Their solution draws inspiration from digital data encryption methods, which alter data using a set of large numbers, which form the key. Without this key, the encrypted data is a hodge-podge of characters. However, while it may be illegible, it is still possible to tell if it is identical to another set of encrypted data — if they use the same key, the datasets would be the same hodge-podge. Danagoulian and his team applied the same principle for their warhead verification system — “not through computation but through physics,” he explains. “You can hack electronics, but you can’t hack physics.”

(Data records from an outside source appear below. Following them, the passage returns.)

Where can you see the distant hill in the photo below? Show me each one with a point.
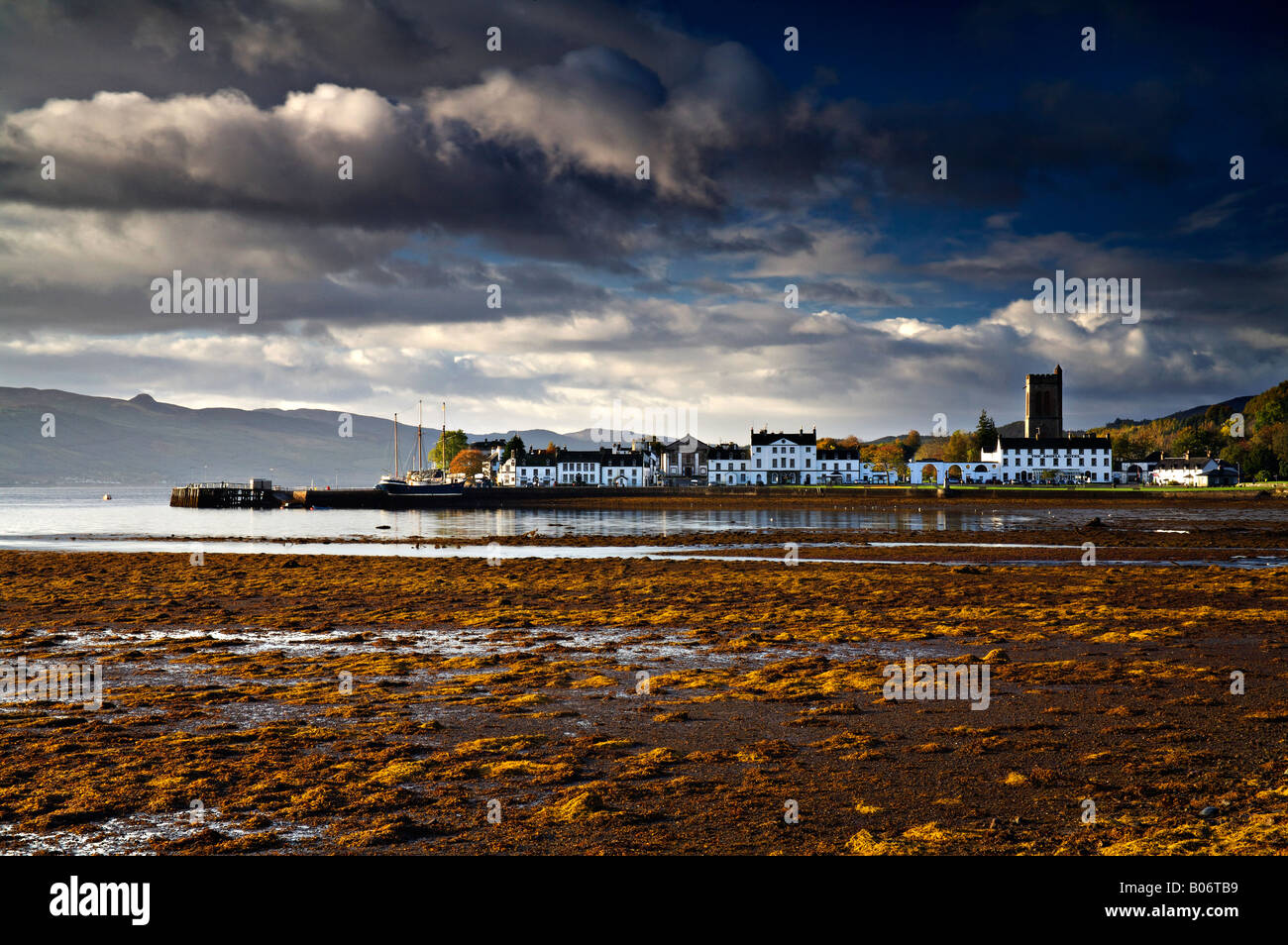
(1233, 404)
(142, 441)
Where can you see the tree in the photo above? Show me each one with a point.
(911, 445)
(468, 463)
(447, 447)
(958, 447)
(888, 456)
(986, 433)
(514, 446)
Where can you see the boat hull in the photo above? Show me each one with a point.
(449, 490)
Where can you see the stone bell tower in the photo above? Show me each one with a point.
(1043, 406)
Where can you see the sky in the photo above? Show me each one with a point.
(657, 300)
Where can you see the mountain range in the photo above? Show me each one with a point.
(58, 438)
(145, 442)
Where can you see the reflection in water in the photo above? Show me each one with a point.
(145, 512)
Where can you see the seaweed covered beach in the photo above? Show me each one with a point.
(296, 703)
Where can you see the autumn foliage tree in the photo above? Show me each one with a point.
(468, 463)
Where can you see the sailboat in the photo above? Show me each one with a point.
(417, 481)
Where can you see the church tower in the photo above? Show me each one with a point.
(1043, 406)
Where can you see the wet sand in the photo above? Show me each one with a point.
(335, 703)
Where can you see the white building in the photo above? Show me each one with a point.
(782, 459)
(528, 469)
(1194, 471)
(943, 472)
(635, 468)
(845, 467)
(1051, 460)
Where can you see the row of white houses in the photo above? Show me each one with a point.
(795, 459)
(608, 468)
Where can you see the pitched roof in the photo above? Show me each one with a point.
(802, 439)
(1057, 443)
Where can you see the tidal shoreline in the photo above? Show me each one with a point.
(519, 685)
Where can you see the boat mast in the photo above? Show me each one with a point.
(420, 451)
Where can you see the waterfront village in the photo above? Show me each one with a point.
(1043, 455)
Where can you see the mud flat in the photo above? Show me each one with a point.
(360, 704)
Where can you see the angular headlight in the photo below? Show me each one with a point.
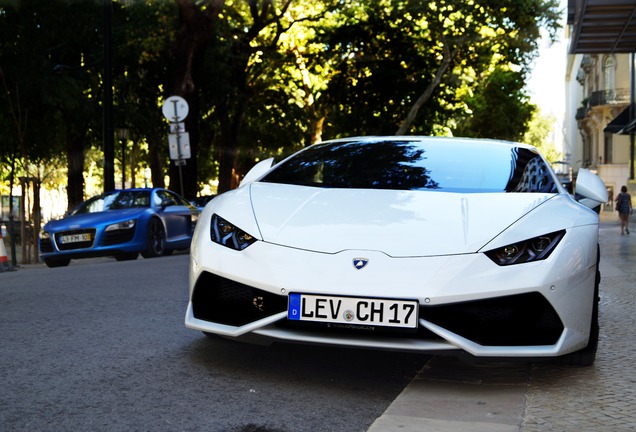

The method analyzes both of a warhead’s essential parts: the sphere of radioactive elements that supply its nuclear ‘gunpowder’, and the dimension of the hollow sphere called a pit that serves as a ‘detonator’ — details pertaining to both elements are considered state secrets. Because of this, they couldn’t simply probe the weapons’ internal characteristics, and they couldn’t tell a fake apart just by measuring emitted radiation.
Negative filter
So what the team did was to introduce a physical key, created from a mix of the same isotopes used in the weapon, but in a ratio unknown to the inspection crew. Similarly to a filter applied to a photo, the key will scramble information about the weapon itself. In keeping with that analogy, the physical key is like a complementary color filter (a picture’s negative) that will cancel out all of the weapon’s emissions when lined up properly. If the investigated object has a different emission pattern (i.e. it’s a fake), it will bleed through the filter, alerting the investigation crew.
This filter — called a cryptographic reciprocal or a cryptographic foil — will be produced by the same country that made the warheads, thereby keeping their secrets safe. The weapon can be hidden in a black box to prevent visual inspection, lined up with the foil, then get blasted with a beam of neutrons. A detector will then analyze the output and render it as a color image — if the warhead is genuine, the image will be blank. The second variant of this process substitutes a photon beam for the neutron one.
These tests are based on the requirements of a Zero Knowledge Proof — where the honest prover can demonstrate compliance, without revealing anything more. It also benefits from a built-in disincentive to lie. Because the template is the perfect complement of the weapon itself, when superimposed over a dummy it will actually reveal information about the warhead’s composition and configuration — the very things states don’t want others to know about.
It’s a neat concept; the only issue I have with it right now is that it only works if all parties involved are genuine, and do actually create the right reciprocals for their warheads. Still, if the system does someday get adopted and helps bring about significant reductions in the number of nuclear weapons in the world, Danagoulian says, “everyone will be better off.”
“There will be less of this waiting around, waiting to be stolen, accidentally dropped or smuggled somewhere. We hope this will make a dent in the problem.”
The papers “Experimental demonstration of an isotope-sensitive warhead verification technique using nuclear resonance fluorescence” has been published in the journal Proceedings of the National Academy of Sciences; “Nuclear disarmament verification via resonant phenomena” has been published in the journal Nature Communications.